Trading volume is also said to provide additional evidence of which
trends are in place. “A market which has been overbought,” according
to Rhea, “becomes dull on rallies and develops actively on declines; conversely,
when a market is oversold, the tendency is to become dull on declines
and active on rallies. Both markets terminate in a period of excessive
activity and begin with comparatively light transactions.”

As previously mentioned, the Dow Theorists in no sense shy away
from looking at what they are trying to achieve as “speculation.” However,
they look rather askance at short-term speculation/trading. Rhea voices the
rather low level of importance he places on the ripples in his Story of the
Averages, asserting that the study of the ripple fluctuation, or the minor
trend as it is also termed, warrants only 10 percent of serious study time.8
As Dow Theorists see it, the study of ripple fluctuations provides little predictive
information from the price data to point to the trends that truly
interest them, the primary bull and bear trends.

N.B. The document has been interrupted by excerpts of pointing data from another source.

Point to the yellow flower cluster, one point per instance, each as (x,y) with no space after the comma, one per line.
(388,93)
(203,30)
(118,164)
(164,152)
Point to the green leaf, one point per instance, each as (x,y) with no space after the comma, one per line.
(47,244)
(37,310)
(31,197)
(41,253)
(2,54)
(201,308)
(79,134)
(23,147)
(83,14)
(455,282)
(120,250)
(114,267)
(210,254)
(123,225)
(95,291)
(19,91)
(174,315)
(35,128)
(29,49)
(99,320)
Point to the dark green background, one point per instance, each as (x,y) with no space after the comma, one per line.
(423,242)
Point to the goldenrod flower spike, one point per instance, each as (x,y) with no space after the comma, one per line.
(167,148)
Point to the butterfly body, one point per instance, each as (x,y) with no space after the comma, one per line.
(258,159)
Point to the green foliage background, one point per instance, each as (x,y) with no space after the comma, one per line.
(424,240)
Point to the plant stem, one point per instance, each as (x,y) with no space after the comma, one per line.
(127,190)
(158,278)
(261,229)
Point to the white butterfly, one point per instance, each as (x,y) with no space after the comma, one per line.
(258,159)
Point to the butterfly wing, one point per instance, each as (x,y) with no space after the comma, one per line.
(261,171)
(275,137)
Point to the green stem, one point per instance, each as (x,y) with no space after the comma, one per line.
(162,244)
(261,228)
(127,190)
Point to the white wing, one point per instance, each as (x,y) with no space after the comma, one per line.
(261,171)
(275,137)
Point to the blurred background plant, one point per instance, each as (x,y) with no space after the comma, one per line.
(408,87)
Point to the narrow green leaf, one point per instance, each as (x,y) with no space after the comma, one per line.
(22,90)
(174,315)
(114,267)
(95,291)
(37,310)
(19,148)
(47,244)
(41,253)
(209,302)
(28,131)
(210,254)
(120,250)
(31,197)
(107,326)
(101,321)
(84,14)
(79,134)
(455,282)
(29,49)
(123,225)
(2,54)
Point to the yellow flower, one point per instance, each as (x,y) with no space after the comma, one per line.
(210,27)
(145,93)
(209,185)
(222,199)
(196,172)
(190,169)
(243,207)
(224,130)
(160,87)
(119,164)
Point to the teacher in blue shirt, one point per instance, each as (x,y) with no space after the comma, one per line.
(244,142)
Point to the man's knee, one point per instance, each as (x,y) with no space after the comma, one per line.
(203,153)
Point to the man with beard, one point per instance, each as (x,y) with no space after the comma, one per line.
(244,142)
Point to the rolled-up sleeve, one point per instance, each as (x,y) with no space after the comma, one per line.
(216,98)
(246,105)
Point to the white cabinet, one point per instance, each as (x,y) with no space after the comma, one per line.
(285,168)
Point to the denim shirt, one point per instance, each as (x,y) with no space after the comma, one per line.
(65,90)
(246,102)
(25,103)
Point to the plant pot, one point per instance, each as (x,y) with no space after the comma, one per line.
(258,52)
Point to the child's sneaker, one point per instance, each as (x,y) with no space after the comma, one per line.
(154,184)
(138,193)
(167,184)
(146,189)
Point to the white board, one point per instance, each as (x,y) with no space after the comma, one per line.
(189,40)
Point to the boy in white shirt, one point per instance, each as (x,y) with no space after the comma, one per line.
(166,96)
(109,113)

For Dow Theorists, the principal reason that there should be any examination
of short-term fluctuations is to ascertain whether these start
to form patterns over time, which may be valuable in helping to identify
the more important primary and/or secondary trend. One of the patterns
that may be formed by ripple fluctuation movements is a so-called “line.”
Hamilton many times referred to “lines,” which were really trading ranges
where the market moves sideways for two to three weeks or longer. According
to Dow Theory, such trading ranges indicate either accumulation
or distribution, but which one it actually is will only become apparent once
the market breaks out to the upside or downside.